Measurement of respiratory system compliance and respiratory system resistance in healthy dogs undergoing general anaesthesia for elective orthopaedic procedures
Article first published online: 23 FEB 2013
© 2013 The Authors. Veterinary Anaesthesia and Analgesia © 2013 Association of Veterinary Anaesthetists and the American College of Veterinary Anesthesia and Analgesia
Veterinary Anaesthesia and Analgesia
Volume 40, Issue 4, pages 382–389, July 2013
How to Cite
Bradbrook, C. A., Clark, L., Dugdale, A. H., Burford, J. and Mosing, M. (2013), Measurement of respiratory system compliance and respiratory system resistance in healthy dogs undergoing general anaesthesia for elective orthopaedic procedures.

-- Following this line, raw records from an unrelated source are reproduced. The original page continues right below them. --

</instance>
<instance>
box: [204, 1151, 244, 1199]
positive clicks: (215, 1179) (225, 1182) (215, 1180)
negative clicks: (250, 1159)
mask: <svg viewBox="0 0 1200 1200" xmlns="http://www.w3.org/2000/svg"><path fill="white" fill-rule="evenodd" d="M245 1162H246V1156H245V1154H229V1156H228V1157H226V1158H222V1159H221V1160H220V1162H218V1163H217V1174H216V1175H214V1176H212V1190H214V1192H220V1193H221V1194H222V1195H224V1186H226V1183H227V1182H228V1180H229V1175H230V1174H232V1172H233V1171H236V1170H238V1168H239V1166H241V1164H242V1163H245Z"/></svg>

Veterinary Anaesthesia and Analgesia, 40: 382–389. doi: 10.1111/j.1467-2995.2012.00778.x
- Issue published online: 13 JUN 2013
- Article first published online: 23 FEB 2013
- Received 16 February 2012; accepted 13 May 2012.
- airway resistance;
- dynamic compliance;
- mechanical ventilation
Objective The aim of this study was to investigate normal values for the dynamic compliance of the respiratory system (Crs) and respiratory system resistance (Rrs) in mechanically ventilated anaesthetized dogs.
Study design Prospective clinical study.
Animals Forty healthy dogs undergoing elective orthopaedic surgery. Body weight was (mean ± SD) 26.8 ± 10.7 kg (range: 1.9–45.0 kg), age 4.7 ± 2.9 years (range: 0.1–10.6 years).
Methods Dogs were premedicated with acepromazine and methadone administered intramuscularly and anaesthesia induced with propofol intravenously. After endotracheal intubation the dog's lungs were connected to an appropriate breathing system depending on body weight and isoflurane in oxygen administered for maintenance of anaesthesia. The lungs were ventilated mechanically with variables set to maintain normocapnia (end-tidal carbon dioxide concentration 4.7–6.0 kPa). Peak inspiratory pressure, Crs, Rrs, tidal volume, respiratory rate and positive end-expiratory pressure were recorded at 5, 30, 60, 90 and 120 minutes after start of mechanical ventilation. Cardiovascular variables were recorded at time of collection of respiratory data.
Results General additive modeling revealed the following relationships: Crs = [0.895 × body weight (kg)] + 8.845 and Rrs = [−0.0966 × body weight (kg)] + 6.965. Body weight and endotracheal tube diameter were associated with Crs (p < 0.001 and p = 0.002 respectively) and Rrs (p = 0.017 and p = 0.002 respectively), body weight being linearly related to Crs and inversely to Rrs.
Conclusion and clinical relevance Body weight was linearly related to Crs while Rrs has an inverse linear relationship with body weight in mechanically ventilated dogs. The derived values of Crs and Rrs may be used for monitoring of lung function and ventilation in healthy dogs under anaesthesia.